4.2.3. Freiwillige im Sozialen System

Da Japan nicht die Möglichkeit hat, wie in Deutschland Zivildienstleistende für die soziale Versorgung einzusetzten, ist das soziale System auf die Mithilfe von Freiwilligen angewiesen, welche in vielerlei Formen existieren. In Japan wird versucht die auf den bäuerlichen Dorfgemeinschaften aus der vorindustriellen Zeit beruhenden nachbarschaftlichen Netzwerke, welche in der Meiji-Restauration formal abgeschafft wurden, zu reaktivieren. Nachbarschaftsvereinigungen (chónaikai oder jichikai) sind durch ihre Funktion als unterstes administratives Organ und gleichzeitig als Interessenvertretung der Bürger als "janusköpfig" charakterisierbar. Ihre Einbeziehung, z.T. auch als "Wahlunterstützungsvereine", ist nicht unumstritten, da sie in den 30er Jahren bis zum Ende des Zweiten Weltkrieg zur politischen Indoktrinierung mißbraucht wurden. Die Nachbarschaftsvereinigungen übernehmen kostengünstig Gemeinschaftsaufgaben, welche in anderen Ländern vom Staat oder Kommunen übernommen werden (z.B. Straßenreinigung, Verkehrssicherheitskampagnen, Erdbebenübungen und abendliche Feuerpatrouillen). Bei nächtlichen Rundgängen werden z.T. auch die Zahl und der Zustand der Obdachlosen registriert und diesen z.T. konkrete Hilfe gewährt.
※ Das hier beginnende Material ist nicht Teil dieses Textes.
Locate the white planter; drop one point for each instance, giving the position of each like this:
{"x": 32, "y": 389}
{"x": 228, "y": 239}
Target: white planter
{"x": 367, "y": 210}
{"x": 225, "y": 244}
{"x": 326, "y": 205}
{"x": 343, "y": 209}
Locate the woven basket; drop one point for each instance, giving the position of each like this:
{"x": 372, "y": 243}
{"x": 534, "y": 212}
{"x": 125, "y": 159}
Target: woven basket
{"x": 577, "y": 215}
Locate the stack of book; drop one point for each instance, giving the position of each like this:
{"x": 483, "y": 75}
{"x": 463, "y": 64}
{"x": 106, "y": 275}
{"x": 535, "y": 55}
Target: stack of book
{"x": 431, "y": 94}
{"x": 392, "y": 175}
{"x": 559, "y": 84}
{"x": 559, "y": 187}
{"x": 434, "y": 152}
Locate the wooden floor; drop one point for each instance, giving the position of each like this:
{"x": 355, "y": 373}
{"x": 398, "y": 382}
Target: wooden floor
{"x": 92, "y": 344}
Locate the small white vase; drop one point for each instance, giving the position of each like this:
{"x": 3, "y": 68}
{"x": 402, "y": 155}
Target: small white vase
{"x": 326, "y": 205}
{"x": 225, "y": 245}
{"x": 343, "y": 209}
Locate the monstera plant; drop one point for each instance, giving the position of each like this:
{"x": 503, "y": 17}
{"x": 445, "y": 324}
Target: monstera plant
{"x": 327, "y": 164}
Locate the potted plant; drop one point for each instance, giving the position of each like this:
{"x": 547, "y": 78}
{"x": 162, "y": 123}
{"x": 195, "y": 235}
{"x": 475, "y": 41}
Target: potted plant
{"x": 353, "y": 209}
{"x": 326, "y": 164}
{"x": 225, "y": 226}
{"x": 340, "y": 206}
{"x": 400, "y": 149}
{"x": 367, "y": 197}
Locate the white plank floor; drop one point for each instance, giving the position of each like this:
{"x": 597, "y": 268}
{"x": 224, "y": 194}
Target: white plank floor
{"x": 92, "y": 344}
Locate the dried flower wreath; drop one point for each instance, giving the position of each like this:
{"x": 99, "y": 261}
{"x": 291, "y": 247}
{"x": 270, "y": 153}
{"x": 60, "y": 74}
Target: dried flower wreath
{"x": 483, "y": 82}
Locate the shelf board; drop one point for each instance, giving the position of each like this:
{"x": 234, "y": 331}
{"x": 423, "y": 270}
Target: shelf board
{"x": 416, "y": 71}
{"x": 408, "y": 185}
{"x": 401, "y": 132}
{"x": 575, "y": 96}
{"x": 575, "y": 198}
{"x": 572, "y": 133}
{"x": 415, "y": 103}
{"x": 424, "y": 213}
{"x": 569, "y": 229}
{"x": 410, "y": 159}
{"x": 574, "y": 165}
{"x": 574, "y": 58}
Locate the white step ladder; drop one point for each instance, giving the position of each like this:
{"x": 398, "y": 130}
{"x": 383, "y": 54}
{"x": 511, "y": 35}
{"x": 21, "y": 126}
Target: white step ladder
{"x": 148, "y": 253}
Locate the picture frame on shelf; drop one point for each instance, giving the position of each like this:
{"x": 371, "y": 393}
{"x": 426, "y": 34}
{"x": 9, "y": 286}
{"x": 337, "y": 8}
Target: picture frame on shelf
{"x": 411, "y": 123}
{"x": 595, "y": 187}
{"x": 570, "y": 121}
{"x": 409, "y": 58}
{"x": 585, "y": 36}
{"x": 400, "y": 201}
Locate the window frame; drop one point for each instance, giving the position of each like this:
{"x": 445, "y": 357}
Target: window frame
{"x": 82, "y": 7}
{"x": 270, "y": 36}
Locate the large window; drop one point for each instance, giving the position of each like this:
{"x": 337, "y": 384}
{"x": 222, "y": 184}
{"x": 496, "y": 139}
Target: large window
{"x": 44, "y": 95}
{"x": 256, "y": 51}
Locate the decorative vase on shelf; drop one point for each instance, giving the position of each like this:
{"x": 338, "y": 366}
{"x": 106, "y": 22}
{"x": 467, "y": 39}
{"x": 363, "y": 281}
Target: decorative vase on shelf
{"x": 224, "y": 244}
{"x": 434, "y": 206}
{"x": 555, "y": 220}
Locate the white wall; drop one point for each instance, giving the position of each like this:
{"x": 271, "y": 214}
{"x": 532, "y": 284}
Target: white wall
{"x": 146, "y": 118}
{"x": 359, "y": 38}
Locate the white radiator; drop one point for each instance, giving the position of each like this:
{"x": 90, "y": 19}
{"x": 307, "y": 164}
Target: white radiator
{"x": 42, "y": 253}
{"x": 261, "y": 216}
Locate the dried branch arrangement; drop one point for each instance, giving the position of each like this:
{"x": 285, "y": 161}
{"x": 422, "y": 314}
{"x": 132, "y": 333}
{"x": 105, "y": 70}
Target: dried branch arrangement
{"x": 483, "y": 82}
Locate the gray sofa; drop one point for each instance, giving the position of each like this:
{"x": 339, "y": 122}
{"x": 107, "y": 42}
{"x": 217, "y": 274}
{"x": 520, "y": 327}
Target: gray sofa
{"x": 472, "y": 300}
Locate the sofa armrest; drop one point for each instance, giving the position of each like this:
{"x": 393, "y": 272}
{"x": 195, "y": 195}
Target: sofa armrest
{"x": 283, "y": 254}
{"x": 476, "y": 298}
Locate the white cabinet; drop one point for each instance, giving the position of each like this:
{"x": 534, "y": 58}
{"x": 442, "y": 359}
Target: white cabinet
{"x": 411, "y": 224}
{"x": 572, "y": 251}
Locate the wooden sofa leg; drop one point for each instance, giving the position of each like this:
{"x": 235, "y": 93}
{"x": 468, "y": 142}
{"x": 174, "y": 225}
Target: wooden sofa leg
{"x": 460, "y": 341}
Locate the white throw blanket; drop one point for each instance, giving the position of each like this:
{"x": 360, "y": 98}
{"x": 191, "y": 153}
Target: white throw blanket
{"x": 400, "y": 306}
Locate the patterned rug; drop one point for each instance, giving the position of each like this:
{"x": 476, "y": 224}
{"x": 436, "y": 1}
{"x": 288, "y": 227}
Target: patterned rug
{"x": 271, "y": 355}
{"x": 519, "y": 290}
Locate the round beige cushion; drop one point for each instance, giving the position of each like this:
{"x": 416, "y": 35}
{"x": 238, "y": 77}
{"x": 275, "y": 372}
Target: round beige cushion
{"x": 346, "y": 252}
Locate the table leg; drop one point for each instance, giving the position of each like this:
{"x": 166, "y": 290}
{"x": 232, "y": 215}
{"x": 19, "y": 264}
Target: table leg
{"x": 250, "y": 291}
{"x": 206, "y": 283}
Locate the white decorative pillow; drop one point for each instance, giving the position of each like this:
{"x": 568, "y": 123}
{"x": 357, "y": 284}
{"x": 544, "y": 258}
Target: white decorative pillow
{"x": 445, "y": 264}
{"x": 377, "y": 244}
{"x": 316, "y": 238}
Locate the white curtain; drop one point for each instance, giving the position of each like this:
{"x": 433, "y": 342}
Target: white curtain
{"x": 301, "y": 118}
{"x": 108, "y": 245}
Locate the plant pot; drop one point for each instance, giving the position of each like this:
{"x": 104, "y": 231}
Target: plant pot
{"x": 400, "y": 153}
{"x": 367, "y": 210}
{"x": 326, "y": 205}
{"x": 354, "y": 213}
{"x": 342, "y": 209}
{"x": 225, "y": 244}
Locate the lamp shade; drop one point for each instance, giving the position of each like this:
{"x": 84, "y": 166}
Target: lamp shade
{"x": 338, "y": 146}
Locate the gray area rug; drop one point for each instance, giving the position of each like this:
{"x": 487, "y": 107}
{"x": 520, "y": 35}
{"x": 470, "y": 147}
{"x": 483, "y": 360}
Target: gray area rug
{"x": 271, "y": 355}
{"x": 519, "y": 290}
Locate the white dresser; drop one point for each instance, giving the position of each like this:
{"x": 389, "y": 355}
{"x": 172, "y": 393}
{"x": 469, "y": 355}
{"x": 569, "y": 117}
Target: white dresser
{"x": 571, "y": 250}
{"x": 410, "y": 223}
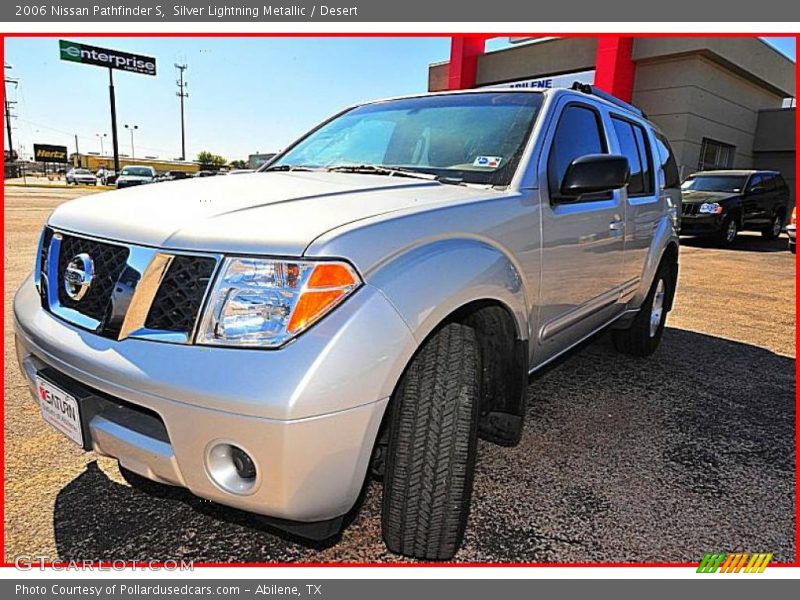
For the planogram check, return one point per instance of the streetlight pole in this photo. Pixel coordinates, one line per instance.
(182, 94)
(131, 128)
(101, 136)
(8, 105)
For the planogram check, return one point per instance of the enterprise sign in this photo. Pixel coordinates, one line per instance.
(103, 57)
(548, 83)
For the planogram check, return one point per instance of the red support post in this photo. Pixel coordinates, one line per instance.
(615, 69)
(464, 53)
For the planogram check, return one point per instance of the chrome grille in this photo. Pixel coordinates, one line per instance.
(180, 295)
(690, 208)
(109, 260)
(136, 291)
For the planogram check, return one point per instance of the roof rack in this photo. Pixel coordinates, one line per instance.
(587, 88)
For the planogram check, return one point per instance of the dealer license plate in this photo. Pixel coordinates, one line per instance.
(60, 410)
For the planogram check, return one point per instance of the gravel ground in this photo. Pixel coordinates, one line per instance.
(621, 459)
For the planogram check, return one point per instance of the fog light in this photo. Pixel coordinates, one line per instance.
(243, 463)
(231, 468)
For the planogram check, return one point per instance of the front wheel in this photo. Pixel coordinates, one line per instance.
(432, 447)
(728, 232)
(644, 334)
(774, 230)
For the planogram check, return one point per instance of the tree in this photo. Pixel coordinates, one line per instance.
(209, 161)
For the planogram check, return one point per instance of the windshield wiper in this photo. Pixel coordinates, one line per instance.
(392, 172)
(288, 168)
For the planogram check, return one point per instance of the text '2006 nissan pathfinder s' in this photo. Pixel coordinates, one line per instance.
(372, 300)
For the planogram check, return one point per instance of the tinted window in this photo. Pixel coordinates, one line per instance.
(578, 133)
(756, 183)
(646, 158)
(634, 147)
(667, 160)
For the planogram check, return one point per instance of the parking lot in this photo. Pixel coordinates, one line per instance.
(622, 460)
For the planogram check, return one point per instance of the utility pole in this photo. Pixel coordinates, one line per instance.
(113, 103)
(8, 104)
(132, 128)
(181, 93)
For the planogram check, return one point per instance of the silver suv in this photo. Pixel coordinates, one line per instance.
(373, 300)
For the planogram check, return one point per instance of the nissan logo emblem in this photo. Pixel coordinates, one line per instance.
(78, 276)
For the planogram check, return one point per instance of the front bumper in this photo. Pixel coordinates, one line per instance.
(701, 224)
(308, 414)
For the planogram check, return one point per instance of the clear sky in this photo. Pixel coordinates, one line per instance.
(245, 94)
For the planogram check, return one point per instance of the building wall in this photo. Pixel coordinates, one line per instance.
(774, 147)
(691, 97)
(690, 87)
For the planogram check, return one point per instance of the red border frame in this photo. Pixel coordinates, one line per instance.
(102, 564)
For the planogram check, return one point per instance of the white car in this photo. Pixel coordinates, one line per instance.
(81, 177)
(130, 176)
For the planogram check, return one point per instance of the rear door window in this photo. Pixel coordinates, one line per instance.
(666, 157)
(634, 146)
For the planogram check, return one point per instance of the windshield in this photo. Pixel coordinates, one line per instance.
(714, 183)
(137, 171)
(474, 138)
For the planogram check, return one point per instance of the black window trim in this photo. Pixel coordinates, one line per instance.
(648, 152)
(557, 197)
(661, 137)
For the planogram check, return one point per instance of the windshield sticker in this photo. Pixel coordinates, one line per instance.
(491, 162)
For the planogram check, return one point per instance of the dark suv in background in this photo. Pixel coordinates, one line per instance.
(723, 203)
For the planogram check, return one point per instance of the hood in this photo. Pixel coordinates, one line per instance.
(261, 213)
(699, 196)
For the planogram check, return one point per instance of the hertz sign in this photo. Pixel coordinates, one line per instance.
(103, 57)
(50, 153)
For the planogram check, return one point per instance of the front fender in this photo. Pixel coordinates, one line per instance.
(665, 235)
(431, 281)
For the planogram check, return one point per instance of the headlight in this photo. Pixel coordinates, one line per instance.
(711, 208)
(265, 303)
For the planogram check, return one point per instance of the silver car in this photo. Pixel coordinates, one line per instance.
(373, 300)
(80, 177)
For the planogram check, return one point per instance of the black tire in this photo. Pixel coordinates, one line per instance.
(640, 339)
(726, 237)
(773, 232)
(432, 447)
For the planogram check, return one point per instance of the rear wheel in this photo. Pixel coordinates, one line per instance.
(645, 332)
(432, 447)
(774, 230)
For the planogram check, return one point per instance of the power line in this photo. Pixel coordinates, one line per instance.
(182, 94)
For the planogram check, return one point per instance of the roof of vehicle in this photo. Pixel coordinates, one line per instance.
(550, 92)
(735, 172)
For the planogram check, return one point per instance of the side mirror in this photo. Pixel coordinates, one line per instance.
(595, 173)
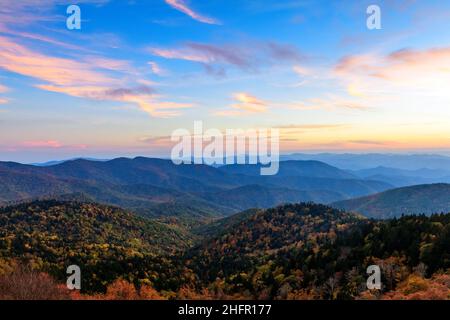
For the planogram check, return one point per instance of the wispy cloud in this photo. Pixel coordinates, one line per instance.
(87, 78)
(244, 104)
(424, 69)
(247, 57)
(182, 6)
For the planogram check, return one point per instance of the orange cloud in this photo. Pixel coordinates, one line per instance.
(181, 5)
(249, 103)
(411, 67)
(245, 104)
(80, 79)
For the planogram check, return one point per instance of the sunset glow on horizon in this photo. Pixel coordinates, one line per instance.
(137, 70)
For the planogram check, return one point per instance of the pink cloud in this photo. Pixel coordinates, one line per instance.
(42, 144)
(82, 78)
(246, 57)
(181, 5)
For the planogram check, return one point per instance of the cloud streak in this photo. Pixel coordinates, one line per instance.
(246, 57)
(83, 79)
(181, 6)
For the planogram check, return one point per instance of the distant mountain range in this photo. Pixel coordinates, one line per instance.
(157, 187)
(350, 161)
(421, 199)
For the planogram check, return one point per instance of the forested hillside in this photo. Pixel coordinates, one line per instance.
(421, 199)
(297, 251)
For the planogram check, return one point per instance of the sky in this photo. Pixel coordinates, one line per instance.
(138, 70)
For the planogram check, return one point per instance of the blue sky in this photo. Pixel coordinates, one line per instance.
(137, 70)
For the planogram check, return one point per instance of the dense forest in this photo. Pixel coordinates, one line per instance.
(301, 251)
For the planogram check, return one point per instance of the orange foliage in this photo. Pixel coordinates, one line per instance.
(417, 288)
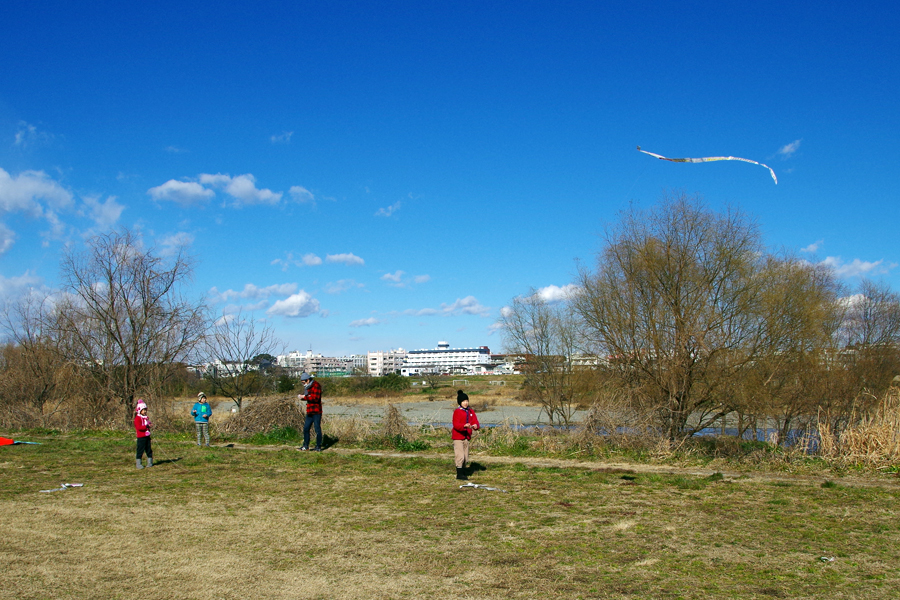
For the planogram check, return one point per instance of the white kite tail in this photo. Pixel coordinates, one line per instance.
(710, 159)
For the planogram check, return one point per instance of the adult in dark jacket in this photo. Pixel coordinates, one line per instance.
(312, 395)
(464, 423)
(201, 413)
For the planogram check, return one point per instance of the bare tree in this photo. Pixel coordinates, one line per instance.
(789, 380)
(677, 305)
(122, 316)
(547, 334)
(228, 349)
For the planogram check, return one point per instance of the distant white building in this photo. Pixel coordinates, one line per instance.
(381, 363)
(292, 360)
(445, 359)
(325, 366)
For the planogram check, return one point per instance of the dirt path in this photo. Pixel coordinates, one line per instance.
(625, 468)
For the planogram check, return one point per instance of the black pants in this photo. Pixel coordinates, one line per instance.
(316, 420)
(144, 446)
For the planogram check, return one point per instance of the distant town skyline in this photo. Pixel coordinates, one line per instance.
(393, 175)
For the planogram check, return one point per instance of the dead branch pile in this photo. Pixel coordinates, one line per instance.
(264, 415)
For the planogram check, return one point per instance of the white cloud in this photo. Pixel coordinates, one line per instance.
(342, 285)
(788, 150)
(462, 306)
(186, 193)
(301, 194)
(242, 188)
(856, 267)
(172, 244)
(554, 293)
(365, 322)
(282, 138)
(386, 212)
(347, 259)
(15, 287)
(307, 260)
(7, 238)
(22, 193)
(393, 277)
(253, 292)
(467, 306)
(27, 135)
(298, 305)
(813, 248)
(104, 214)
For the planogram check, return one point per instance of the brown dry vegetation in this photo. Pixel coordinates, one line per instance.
(276, 523)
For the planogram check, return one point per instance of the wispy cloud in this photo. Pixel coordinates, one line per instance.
(813, 248)
(242, 188)
(386, 212)
(16, 287)
(398, 279)
(35, 195)
(347, 259)
(298, 305)
(462, 306)
(342, 285)
(301, 194)
(394, 278)
(365, 322)
(172, 244)
(788, 150)
(253, 292)
(28, 136)
(185, 193)
(858, 268)
(282, 138)
(307, 260)
(26, 192)
(104, 214)
(554, 293)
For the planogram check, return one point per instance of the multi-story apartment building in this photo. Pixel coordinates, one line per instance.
(381, 363)
(445, 359)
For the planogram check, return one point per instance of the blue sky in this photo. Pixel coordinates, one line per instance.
(371, 175)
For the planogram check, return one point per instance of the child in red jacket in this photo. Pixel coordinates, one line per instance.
(142, 429)
(464, 423)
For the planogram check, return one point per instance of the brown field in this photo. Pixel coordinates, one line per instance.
(271, 522)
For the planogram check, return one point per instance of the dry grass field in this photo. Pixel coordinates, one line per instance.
(271, 522)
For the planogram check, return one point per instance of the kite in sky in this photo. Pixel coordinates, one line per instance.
(711, 159)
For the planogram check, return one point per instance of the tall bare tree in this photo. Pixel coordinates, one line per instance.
(677, 303)
(123, 315)
(227, 351)
(548, 335)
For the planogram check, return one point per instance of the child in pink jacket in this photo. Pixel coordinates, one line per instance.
(142, 429)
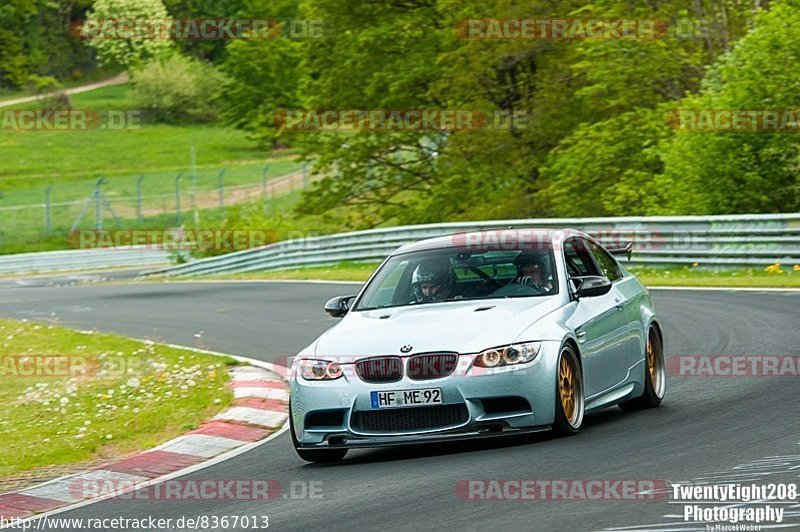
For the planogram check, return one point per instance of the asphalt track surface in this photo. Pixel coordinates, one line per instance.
(705, 426)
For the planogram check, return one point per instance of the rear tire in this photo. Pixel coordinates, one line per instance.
(569, 393)
(655, 378)
(317, 456)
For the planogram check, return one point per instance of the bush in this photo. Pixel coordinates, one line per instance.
(177, 89)
(131, 51)
(42, 84)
Für die Pflege von alten oder kranken Familienangehörigen (s.o.) werden die sogenannten "häusliche Helfer" (hómu herupá) eingesetzt, um die Familien bei der häuslichen Pflege zu unterstützen. Bei diesen Freiwilligen handelt es sich überwiegend um rüstige Alte und Frauen im mittleren Alter, welche nach der Erziehung ihrer Kinder eine neue Aufgabe suchen. Seit den 70er Jahren werden Hausfrauen und Studenten als Volunteers (borantia katsudó) nach amerikanischen Vorbild unterstützend im Pflegebereich eingesetzt. Um Freiwillige zu gewinnen wird diesen eine Aufwandsentschädigung bezahlt, die vergleichbar mit Löhnen für Aushilfsarbeiten ist.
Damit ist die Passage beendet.